Excluding changes in the fair value of contingent consideration, weather-related expenses, intangible amortization, restructuring charges, and transaction and other costs, adjusted SG&A increased modestly by $1.6 million, or 1.1%, to $151.0 million from $149.4 million in the first quarter of fiscal 2025. This increase primarily reflects continued investment in the Company’s diversified business segments and infrastructure.
Interest Expense
Interest expense for the quarter was $15.9 million, or 3.1% of revenue, compared with $18.7 million, or 4.0% of revenue, in the prior-year period. The decrease was driven largely by lower average inventory levels and reduced floor plan financing, as well as improved financing terms.
Earnings and Adjusted Metrics
MarineMax reported a net loss of $7.9 million, or $0.36 per share, for the first quarter of fiscal 2026, compared with net income of $18.1 million, or $0.77 per diluted share, in the prior-year period.
On an adjusted basis, net loss was $4.6 million, or $0.21 per share, compared with adjusted net income of $4.1 million, or $0.17 per diluted share, in the first quarter of fiscal 2025.
Adjusted EBITDA for the quarter totaled $15.5 million, compared with $26.1 million in the prior-year period, reflecting lower margins and continued promotional pressure.
Based on current business conditions, prevailing retail marine industry trends, and other relevant factors, MarineMax reaffirmed its fiscal 2026 outlook. The Company continues to expect adjusted EBITDA in the range of $110 million to $125 million and adjusted net income in the range of $0.40 to $0.95 per diluted share.
These projections exclude the potential impact of material acquisitions or other unforeseen developments, including changes in tariffs, interest rates, or broader global economic conditions.

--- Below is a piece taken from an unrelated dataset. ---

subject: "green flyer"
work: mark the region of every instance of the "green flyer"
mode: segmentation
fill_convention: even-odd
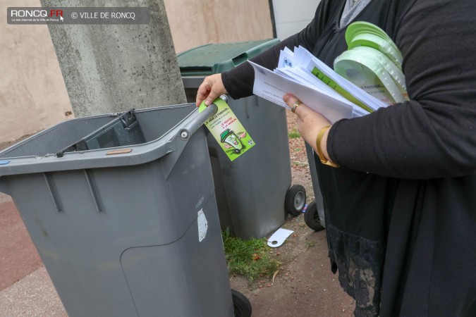
[[[205,125],[233,161],[253,147],[255,142],[224,100],[217,98],[213,103],[218,106],[218,111],[205,122]],[[202,102],[199,112],[206,107]]]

Looking ahead, management remains cautiously optimistic as the Company approaches the spring selling season, historically the most active period for recreational boating.
“Although conditions across the recreational marine industry remain challenging, we expect activity to gradually improve as we move into the spring,” McGill said. “Early indications from this year’s retail boat shows have been encouraging, and we believe our premium positioning, diversified revenue streams, and disciplined operating approach will enable us to outperform the broader market as conditions improve.